Jemaat Ahmadiyah di Transito tinggal di 3 gedung aula yang ada di sana. Dalam satu aula terdapat sekitar 9 bilik sempit yang telah disekat satu sama lain dengan penerangan seadanya.
Tirai untuk menyekat pun beragam. Ada yang menggunakan tripleks, kayu bekas, sarung, kardus bekas, bahkan spanduk untuk kampanye partai politik. Bilik-bilik di penampungan ini rata-rata berukuran 3 x 3 meter persegi. Di dalam ruangan yang kecil ini, tempat tidur dan dapur menjadi satu.

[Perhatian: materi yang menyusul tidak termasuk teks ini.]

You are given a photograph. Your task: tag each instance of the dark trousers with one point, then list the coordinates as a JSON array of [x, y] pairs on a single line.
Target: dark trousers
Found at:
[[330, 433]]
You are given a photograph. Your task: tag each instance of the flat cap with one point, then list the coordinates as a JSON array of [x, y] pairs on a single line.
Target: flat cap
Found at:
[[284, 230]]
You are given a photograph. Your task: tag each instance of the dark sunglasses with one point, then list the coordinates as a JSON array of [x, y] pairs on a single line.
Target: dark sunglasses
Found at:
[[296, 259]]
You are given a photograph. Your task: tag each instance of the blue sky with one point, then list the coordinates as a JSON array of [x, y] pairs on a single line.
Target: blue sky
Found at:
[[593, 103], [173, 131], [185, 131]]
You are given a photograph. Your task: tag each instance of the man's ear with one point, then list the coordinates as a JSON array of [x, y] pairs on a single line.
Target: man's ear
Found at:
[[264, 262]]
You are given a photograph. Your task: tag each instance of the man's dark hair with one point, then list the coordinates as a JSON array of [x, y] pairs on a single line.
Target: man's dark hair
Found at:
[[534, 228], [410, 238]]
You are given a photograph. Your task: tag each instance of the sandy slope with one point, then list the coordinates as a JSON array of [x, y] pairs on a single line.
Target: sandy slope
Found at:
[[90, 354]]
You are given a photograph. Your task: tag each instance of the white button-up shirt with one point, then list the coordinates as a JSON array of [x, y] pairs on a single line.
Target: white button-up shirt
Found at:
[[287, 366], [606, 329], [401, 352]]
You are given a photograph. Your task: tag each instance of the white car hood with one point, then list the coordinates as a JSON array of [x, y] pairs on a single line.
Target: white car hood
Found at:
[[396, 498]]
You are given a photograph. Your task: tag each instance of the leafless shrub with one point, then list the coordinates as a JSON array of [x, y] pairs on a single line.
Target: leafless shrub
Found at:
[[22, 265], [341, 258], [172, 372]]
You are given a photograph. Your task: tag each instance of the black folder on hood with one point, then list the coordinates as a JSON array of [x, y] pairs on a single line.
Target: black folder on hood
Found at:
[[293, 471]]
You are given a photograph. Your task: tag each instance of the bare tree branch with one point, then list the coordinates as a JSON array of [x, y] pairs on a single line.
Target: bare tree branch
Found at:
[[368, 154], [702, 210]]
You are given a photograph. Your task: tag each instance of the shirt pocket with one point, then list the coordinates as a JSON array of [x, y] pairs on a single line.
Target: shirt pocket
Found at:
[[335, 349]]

Mengungsi di negeri sendiri
Selasa, 5 Mei 2015, peserta Lokakarya Pers Kampus yang diselenggarakan oleh Serikat Jurnalisme untuk Keberagaman (SEJUK) mengunjungi Jemaat Ahmadiyah di Wisma Transito. Penulis merupakan bagian dari rombongan ini.
Di sana kami mendengar cerita dari mereka, orang-orang yang sudah hampir 10 tahun harus menjadi pengungsi di negerinya sendiri. Saat kami menginjak turun dari kendaraan nampak anak-anak kecil sedang bermain di halaman depan. Di sudut yang lain beberapa warga asyik mengobrol. Sejurus kemudian Syahidin (49), koordinator pengungsi Jamaah Ahmadiyah datang menyambut dan mempersilakan kami masuk masjid.
Di dalam masjid, Syahidin berbagi pengalaman pilu mengenai kehidupannya sendiri dan kawan-kawannya yang senasib.
“Kami diusir dari rumah oleh saudara sesama muslim sendiri yang terprovokasi. Padahal, sebelum itu tidak terjadi apa-apa. Kami hidup damai berdampingan, sampai akhirnya terjadi peristiwa itu,” kata Syahidin.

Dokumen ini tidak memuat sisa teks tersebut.